A primeira demonstração bem-sucedida de anestesia geral aconteceu a 16 de outubro de 1846, no Massachusetts General Hospital, em Boston, nos EUA. Nessa ocasião, o Dr. Morton e o cirurgião Dr. John Collins Warrens realizaram o primeiro procedimento cirúrgico sob o efeito de anestesia.
Este acontecimento foi de tal modo notável que é considerado como um dos eventos mais significativos da história da medicina e abriu um vasto campo de oportunidades de conhecimento e de aprendizagem, contribuindo para a construção dos alicerces daquilo que é hoje a medicina moderna.
Mas o que significa serse anestesiado? Ao contrário do que se diz vulgarmente, anestesiar um doente não é pô-lo a dormir. Em vez disso, trata-se de privar o doente da consciência, tirar a dor e manter o seu corpo seguro, através da administração de fármacos e, recorrendo a instrumentos mecânicos e guiados por monitores tecnologicamente desenvolvidos, garantir o normal funcionamento dos seus órgãos.
UMA ESPECIALIDADE TRANSVERSAL
Dadas as suas características, a anestesiologia é a única especialidade médica verdadeiramente transversal. Assim, tem um papel fundamental nas emergências intra e extra-hospitalares, nas Unidades de Cuidados Intensivos (de que é fundadora), nos diversos blocos operatórios em que intervém, no tratamento da dor crónica e aguda, no bloco de partos, etc. A vantagem da presença da anestesiologia nas diversas áreas hospitalares é tal que a sua atuação não para de crescer. Um exemplo claro e percetível disso é o facto de a quase totalidade das endoscopias realizadas hoje em dia serem realizadas sob sedação/anestesia geral, administrada por um anestesiologista, com evidentes vantagens de conforto e segurança para o doente.
Quando falamos de anestesia, falamos de um conjunto vasto de técnicas que vão desde a sedação, a anestesia geral (endovenosa, inalatória, ou balanceada), até às técnicas de anestesia loco-regional que revolucionaram o controlo da dor.
Dentro destas últimas, existem as técnicas do neuro-eixo (epidurais, subaracnoídeas e sequencias) e as técnicas de bloqueios de nervos periféricos (em que nervos específicos são bloqueados, nomeadamente através de visualização por ecografia). Cada uma delas permite que o doente seja operado enquanto está acordado, confortável e sem dor. Por isso, essas técnicas ganharam especial relevo nas últimas décadas, com diversos estudos publicados a mostrarem vantagens no seu uso, nomeadamente na preservação das funções cognitiva, cardíaca e pulmonar.

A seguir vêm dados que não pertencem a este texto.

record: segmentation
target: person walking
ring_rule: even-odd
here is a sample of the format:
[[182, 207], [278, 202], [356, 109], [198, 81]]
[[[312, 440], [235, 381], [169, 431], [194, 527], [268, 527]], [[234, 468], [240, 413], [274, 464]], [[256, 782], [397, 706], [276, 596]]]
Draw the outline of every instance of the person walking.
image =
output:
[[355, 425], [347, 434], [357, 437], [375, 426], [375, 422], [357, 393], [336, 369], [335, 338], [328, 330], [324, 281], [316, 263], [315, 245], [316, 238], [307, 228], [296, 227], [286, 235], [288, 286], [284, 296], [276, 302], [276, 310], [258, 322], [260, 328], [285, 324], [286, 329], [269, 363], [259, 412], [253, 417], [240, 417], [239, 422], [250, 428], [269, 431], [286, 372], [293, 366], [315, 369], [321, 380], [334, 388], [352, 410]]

Talvez motivado pelo fascínio e pelo mistério da anestesia, muitos doentes sentem receio e ansiedade perante a possibilidade de serem anestesiados. De facto, os doentes avaliados na consulta pré-operatória confessam, frequentemente, que sentem mais receio da anestesia do que da cirurgia propriamente dita. Muito deste medo assenta nos mitos e nas meias-verdades que ainda subsistem na população em geral e que urge eliminar.
É necessário vomitar a anestesia para que ela não me faça mal? Não, os fármacos que são administrados desaparecem rapidamente do organismo, não sendo necessário vomitar para os eliminar. É possível acordar a meio da cirurgia? Apesar de ser possível, hoje em dia utilizamos sensores que avaliam a atividade cerebral e que monitorizam o nível de consciência dos doentes, tornando isso pouco provável.
Depois da anestesia fiquei com problemas de memória. A anestesia moderna utiliza fármacos mais seguros e menos tóxicos do que no passado, e o nível de monitorização e o número de estratégias ao nosso dispor é de tal forma grande e diversificado que permite que cada anestesiologista adeque e ajuste a melhor anestesia para cada doente. Apesar de alguns doentes notarem alterações das suas capacidades cognitivas após uma cirurgia, geralmente são transitórias. Assim, ao invés de culpada, a anestesiologia é parte importante na proteção da memória dos doentes.
A especialidade de anestesiologia evoluiu desde os seus primeiros passos que hoje celebramos, cavalgando etapas, obstáculos e vencendo desafios até se tornar na especialidade vasta e empolgante que é hoje. O grande desafio para o futuro da anestesiologia é a proteção do cérebro, órgão primus inter pares e que nos caracteriza enquanto indivíduos, de modo a garantir que a pessoa que sai do hospital após um procedimento cirúrgico, é, rigorosamente, a mesma que entrou.